Louis Pasteur, le savant et l’homme

Derrière Charles de Gaulle mais devant Victor Hugo, Pasteur est le deuxième de nos grands hommes auxquels la patrie a dédié le plus de rues, de boulevards et d’avenues. Bienfaiteur de l’humanité, symbole de la lutte contre les épidémies, ce scientifique est devenu un mythe. Le 27 décembre 2022 marque le bicentenaire de sa naissance, l’occasion d’essayer de toucher du doigt l’existence de ce savant hors norme.

Par Ayrton Morice - 26 décembre 2022, 08h00

 Chimiste de formation, Louis Pasteur sera à l’origine des plus formidables révolutions scientifiques du XIXe siècle.
Chimiste de formation, Louis Pasteur sera à l’origine des plus formidables révolutions scientifiques du XIXe siècle. © F. Gardy / Institut Pasteur

Nous sommes en 1822, en France. Au chapitre des bonnes nouvelles, Champollion annonce qu’il sait désormais lire les hiéroglyphes, Stendhal publie De l’amour, Hugo se marie avec Adèle Foucher. Pendant ce temps-là, Dole. Une petite cité jurassienne de 10.000 habitants.
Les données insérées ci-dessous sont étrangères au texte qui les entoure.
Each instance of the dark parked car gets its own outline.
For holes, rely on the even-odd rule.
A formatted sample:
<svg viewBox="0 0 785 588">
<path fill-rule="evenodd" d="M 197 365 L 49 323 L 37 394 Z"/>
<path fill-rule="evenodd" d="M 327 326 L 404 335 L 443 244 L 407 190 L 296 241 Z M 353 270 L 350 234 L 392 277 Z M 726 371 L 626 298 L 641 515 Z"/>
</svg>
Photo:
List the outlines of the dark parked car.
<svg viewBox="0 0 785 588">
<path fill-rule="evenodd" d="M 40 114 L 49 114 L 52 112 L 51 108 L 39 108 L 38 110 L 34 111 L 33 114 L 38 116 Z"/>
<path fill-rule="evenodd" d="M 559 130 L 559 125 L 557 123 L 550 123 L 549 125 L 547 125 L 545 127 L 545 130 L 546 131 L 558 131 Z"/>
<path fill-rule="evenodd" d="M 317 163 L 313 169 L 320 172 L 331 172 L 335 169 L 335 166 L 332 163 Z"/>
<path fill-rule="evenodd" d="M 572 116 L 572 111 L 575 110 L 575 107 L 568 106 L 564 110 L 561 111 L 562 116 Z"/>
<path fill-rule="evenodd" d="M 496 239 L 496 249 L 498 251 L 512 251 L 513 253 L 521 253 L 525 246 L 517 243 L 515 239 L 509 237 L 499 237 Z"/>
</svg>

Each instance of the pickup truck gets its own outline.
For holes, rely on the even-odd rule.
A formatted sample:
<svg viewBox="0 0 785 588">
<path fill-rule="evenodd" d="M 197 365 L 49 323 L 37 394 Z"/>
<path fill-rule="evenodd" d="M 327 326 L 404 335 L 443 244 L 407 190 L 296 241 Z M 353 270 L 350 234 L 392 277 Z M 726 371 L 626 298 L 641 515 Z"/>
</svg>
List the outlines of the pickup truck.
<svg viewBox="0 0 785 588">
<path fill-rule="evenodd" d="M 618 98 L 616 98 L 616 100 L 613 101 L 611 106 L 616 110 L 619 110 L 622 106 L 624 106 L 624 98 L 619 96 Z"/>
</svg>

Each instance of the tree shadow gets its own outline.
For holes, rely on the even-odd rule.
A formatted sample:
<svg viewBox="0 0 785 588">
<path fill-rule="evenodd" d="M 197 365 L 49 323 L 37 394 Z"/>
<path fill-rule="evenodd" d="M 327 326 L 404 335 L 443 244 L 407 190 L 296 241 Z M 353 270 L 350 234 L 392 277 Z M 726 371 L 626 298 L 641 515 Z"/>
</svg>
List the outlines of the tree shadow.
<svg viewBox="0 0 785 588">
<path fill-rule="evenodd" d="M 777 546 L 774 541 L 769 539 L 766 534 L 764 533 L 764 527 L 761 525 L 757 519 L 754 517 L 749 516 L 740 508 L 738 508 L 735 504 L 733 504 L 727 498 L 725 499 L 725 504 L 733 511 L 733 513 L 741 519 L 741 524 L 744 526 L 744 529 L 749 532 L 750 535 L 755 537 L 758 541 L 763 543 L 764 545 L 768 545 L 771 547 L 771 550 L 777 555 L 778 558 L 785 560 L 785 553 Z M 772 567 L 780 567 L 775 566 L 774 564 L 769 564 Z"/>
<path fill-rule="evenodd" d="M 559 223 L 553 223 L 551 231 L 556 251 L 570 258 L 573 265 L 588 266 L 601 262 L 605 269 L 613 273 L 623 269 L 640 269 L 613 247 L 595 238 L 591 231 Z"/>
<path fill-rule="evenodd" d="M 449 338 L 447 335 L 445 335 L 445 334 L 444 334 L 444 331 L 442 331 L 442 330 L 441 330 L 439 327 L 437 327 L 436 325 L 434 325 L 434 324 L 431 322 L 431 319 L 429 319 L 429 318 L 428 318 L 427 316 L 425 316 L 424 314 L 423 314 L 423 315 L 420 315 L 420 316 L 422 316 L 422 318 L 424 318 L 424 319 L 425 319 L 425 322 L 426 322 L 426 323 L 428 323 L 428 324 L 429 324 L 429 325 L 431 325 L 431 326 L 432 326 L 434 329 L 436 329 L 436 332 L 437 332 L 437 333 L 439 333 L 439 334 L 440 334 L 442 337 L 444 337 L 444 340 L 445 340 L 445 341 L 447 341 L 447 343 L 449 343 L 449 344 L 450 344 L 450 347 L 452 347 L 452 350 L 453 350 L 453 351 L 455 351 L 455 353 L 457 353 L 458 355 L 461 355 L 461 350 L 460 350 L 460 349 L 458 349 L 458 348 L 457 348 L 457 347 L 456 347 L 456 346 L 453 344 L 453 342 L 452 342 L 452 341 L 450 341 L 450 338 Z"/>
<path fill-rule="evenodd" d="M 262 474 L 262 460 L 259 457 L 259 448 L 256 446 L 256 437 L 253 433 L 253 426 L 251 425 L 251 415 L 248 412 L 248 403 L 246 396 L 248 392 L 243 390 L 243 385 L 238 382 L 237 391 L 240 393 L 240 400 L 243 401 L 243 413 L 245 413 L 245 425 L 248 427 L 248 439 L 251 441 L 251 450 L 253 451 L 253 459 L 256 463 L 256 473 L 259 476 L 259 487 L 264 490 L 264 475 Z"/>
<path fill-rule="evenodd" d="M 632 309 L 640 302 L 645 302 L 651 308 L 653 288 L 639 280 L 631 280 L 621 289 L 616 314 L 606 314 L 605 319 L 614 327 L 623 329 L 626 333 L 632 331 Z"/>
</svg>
Parmi lesquels Jean-Joseph et Jeanne-Étiennette Pasteur. Le petit Louis leur arrive juste après Noël, le 27 du mois. Il faut imaginer l’enfant trottinant derrière son père et suivant, fasciné, les manipulations de ce dernier, tanneur de métier. Comme un signe avant-coureur du destin, son premier jardin d’enfants fut ce flot continu de peaux et d’entrailles, parfait logis de toutes les infections.

La science au service du progrès humain

La famille Pasteur déménage à Marnoz, puis à Arbois. À ses heures, Louis s’adonne à l’art. Après quelques essais, l’artiste en herbe choisit sa mère pour premier modèle. Tout le monde s’interroge. Comment le petit Louis, 14 ans, a-t-il pu si bien saisir l’expression du visage ? Applaudissements ! Tout le voisinage vient prendre la pose, proches ou notabilités. Quand le jeune Pasteur arrive au lycée de Besançon, sa réputation l’a précédé. Cette carrière si bien partie va pourtant s’arrêter net.

Le jeune Louis Pasteur a même esquissé plusieurs portraits "académiques" de sa mère, Jeanne-Étiennette.
 Le scientifique a réalisé plusieurs croquis à l’adolescence. Un don qu’il tenait de son père. Le jeune Louis a même esquissé plusieurs portraits "académiques" de sa mère, Jeanne-Étiennette. © Institut Pasteur

Élève médiocre, dépourvu de dons particuliers, Louis s’acharne, surtout en mathématiques qui, décidément, lui "dessèchent le cœur". Arrivé à Paris pour continuer sa scolarité au lycée Saint-Louis, l’étudiant redouble d’efforts. Aucune tentation de la capitale ne le détourne de son but. Ses seuls moments libres, il les emploie à écrire à sa famille. Son implication finit par payer. En 1842, il est reçu au baccalauréat ès sciences, avec une mauvaise note en chimie... Cela ne s’invente pas !

Dessin de Charles Lebayle, vers 1843, représentant Pasteur. Lui-même aurait pu devenir artiste peintre.
Dessin de Charles Lebayle, vers 1843, représentant Pasteur. Lui-même aurait pu devenir artiste peintre. © Institut Pasteur

Déclaré peu après admissible à l’École normale, son rang est jugé trop médiocre (15e sur 22). Il préfère se retirer et se remet au labeur. À la fin de l’été 1842, Normale Sup’ le reçoit quatrième de la section scientifique. Sitôt la bonne nouvelle reçue, il court sonner à la porte de la rue d’Ulm pour s’y installer. L’école est vide. La rentrée n’aura lieu qu’un mois plus tard... Il y devient agrégé de physique et obtient finalement un poste de professeur suppléant de chimie à la faculté des sciences de Strasbourg. Il s’intéresse alors à l’étude des cristaux.

Chaque soir, Aristide Laurent, le recteur, reçoit ses professeurs. Avec une attention particulière aux plus jeunes, car il a deux filles à marier. Fin février 1849, Jean-Joseph Pasteur arrive chez ce dernier : "Accepteriez-vous de bien vouloir donner votre fille à mon fils ?" Louis épouse Marie le 29 mai 1849. Marie, dont le bactériologiste Émile Roux dit qu’"elle a été le meilleur collaborateur de Louis Pasteur". Ensemble, ils auront cinq enfants. 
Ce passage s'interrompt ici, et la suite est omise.